ECLI:NL:RBDHA:2025:6993
Rechtbank Den Haag
- Eerste aanleg - enkelvoudig
- Rechtspraak.nl
Beroep tegen voortduren maatregel van bewaring met betrekking tot Tunesische eiser
Op 27 december 2024 heeft de minister van Asiel en Migratie aan de eiser, een Tunesische man, de maatregel van bewaring opgelegd op grond van de Vreemdelingenwet 2000. Eiser heeft hiertegen beroep ingesteld, waarbij hij ook om schadevergoeding heeft verzocht. De rechtbank heeft op 18 april 2025 de zaak behandeld, waarbij eiser via telehoren aanwezig was vanuit het detentiecentrum in Rotterdam en zijn gemachtigde in Groningen. De minister was vertegenwoordigd door haar gemachtigde. De rechtbank heeft het onderzoek gesloten na de zitting.
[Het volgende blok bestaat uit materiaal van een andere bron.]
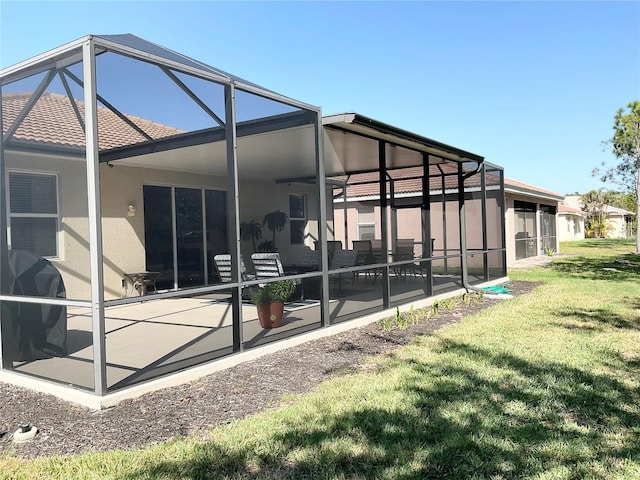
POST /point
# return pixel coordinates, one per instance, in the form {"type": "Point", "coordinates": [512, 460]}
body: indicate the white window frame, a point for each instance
{"type": "Point", "coordinates": [299, 219]}
{"type": "Point", "coordinates": [56, 215]}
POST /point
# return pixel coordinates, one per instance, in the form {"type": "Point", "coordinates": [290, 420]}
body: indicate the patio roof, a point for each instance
{"type": "Point", "coordinates": [351, 135]}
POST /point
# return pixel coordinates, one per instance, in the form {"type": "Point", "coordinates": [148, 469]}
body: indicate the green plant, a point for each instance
{"type": "Point", "coordinates": [467, 298]}
{"type": "Point", "coordinates": [281, 291]}
{"type": "Point", "coordinates": [413, 316]}
{"type": "Point", "coordinates": [261, 296]}
{"type": "Point", "coordinates": [450, 303]}
{"type": "Point", "coordinates": [386, 323]}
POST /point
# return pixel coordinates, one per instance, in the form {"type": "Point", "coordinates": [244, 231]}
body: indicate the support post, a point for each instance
{"type": "Point", "coordinates": [233, 225]}
{"type": "Point", "coordinates": [95, 222]}
{"type": "Point", "coordinates": [382, 167]}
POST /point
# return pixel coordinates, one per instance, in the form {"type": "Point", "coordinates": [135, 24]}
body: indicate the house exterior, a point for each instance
{"type": "Point", "coordinates": [531, 220]}
{"type": "Point", "coordinates": [570, 223]}
{"type": "Point", "coordinates": [619, 220]}
{"type": "Point", "coordinates": [127, 168]}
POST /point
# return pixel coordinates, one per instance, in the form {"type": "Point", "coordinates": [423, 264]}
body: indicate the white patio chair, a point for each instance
{"type": "Point", "coordinates": [223, 266]}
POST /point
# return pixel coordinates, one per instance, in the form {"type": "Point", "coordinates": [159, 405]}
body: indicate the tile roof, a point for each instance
{"type": "Point", "coordinates": [516, 185]}
{"type": "Point", "coordinates": [562, 208]}
{"type": "Point", "coordinates": [53, 121]}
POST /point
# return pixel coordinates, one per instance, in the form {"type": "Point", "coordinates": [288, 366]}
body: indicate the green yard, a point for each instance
{"type": "Point", "coordinates": [542, 386]}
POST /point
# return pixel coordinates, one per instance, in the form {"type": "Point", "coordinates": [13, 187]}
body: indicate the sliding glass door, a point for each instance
{"type": "Point", "coordinates": [184, 229]}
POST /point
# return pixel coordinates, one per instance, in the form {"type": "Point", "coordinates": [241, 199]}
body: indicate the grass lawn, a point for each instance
{"type": "Point", "coordinates": [544, 386]}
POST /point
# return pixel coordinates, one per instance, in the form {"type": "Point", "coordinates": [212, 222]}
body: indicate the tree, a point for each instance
{"type": "Point", "coordinates": [625, 145]}
{"type": "Point", "coordinates": [593, 203]}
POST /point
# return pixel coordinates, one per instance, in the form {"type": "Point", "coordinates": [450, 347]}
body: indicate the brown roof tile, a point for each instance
{"type": "Point", "coordinates": [53, 121]}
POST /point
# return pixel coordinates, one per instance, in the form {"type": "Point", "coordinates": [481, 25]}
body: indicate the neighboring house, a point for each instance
{"type": "Point", "coordinates": [570, 223]}
{"type": "Point", "coordinates": [619, 220]}
{"type": "Point", "coordinates": [531, 216]}
{"type": "Point", "coordinates": [531, 220]}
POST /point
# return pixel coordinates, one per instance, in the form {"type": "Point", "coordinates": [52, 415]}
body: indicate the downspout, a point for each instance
{"type": "Point", "coordinates": [463, 225]}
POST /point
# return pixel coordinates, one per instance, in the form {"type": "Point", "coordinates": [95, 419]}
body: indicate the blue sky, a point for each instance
{"type": "Point", "coordinates": [531, 86]}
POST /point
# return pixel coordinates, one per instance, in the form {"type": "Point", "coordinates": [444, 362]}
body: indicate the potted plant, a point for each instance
{"type": "Point", "coordinates": [270, 300]}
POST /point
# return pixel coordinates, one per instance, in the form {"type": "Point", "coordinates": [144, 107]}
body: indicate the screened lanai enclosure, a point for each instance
{"type": "Point", "coordinates": [132, 173]}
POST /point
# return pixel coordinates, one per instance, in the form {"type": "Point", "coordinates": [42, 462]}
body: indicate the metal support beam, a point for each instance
{"type": "Point", "coordinates": [322, 224]}
{"type": "Point", "coordinates": [35, 96]}
{"type": "Point", "coordinates": [192, 95]}
{"type": "Point", "coordinates": [72, 100]}
{"type": "Point", "coordinates": [485, 241]}
{"type": "Point", "coordinates": [233, 220]}
{"type": "Point", "coordinates": [95, 220]}
{"type": "Point", "coordinates": [382, 166]}
{"type": "Point", "coordinates": [463, 225]}
{"type": "Point", "coordinates": [4, 247]}
{"type": "Point", "coordinates": [426, 223]}
{"type": "Point", "coordinates": [117, 112]}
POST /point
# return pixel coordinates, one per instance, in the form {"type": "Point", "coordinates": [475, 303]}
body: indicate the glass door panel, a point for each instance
{"type": "Point", "coordinates": [189, 237]}
{"type": "Point", "coordinates": [159, 234]}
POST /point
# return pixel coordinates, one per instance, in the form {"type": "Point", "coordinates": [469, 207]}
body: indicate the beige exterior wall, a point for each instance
{"type": "Point", "coordinates": [510, 231]}
{"type": "Point", "coordinates": [73, 252]}
{"type": "Point", "coordinates": [123, 235]}
{"type": "Point", "coordinates": [570, 227]}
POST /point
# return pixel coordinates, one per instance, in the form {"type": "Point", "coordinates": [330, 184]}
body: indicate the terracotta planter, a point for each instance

De rechtbank heeft vastgesteld dat de maatregel van bewaring eerder is getoetst en rechtmatig is bevonden. Eiser stelt dat er geen zicht is op uitzetting naar Tunesië, omdat de Tunesische ambassade nog niet heeft gereageerd op een aanvraag voor een laissez-passer. De rechtbank oordeelt echter dat er wel degelijk zicht op uitzetting is, aangezien de minister voldoende voortvarend handelt en er een lp-traject is opgestart. Eiser heeft de plicht om actief mee te werken aan zijn uitzetting, wat hij niet doet, en dit speelt mee in de beoordeling.
De rechtbank concludeert dat de minister niet had hoeven volstaan met een lichter middel, ondanks de medische klachten van eiser. Het beroep van eiser wordt ongegrond verklaard en het verzoek om schadevergoeding wordt afgewezen. De uitspraak is gedaan door mr. M. Munsterman, rechter, en openbaar gemaakt op rechtspraak.nl.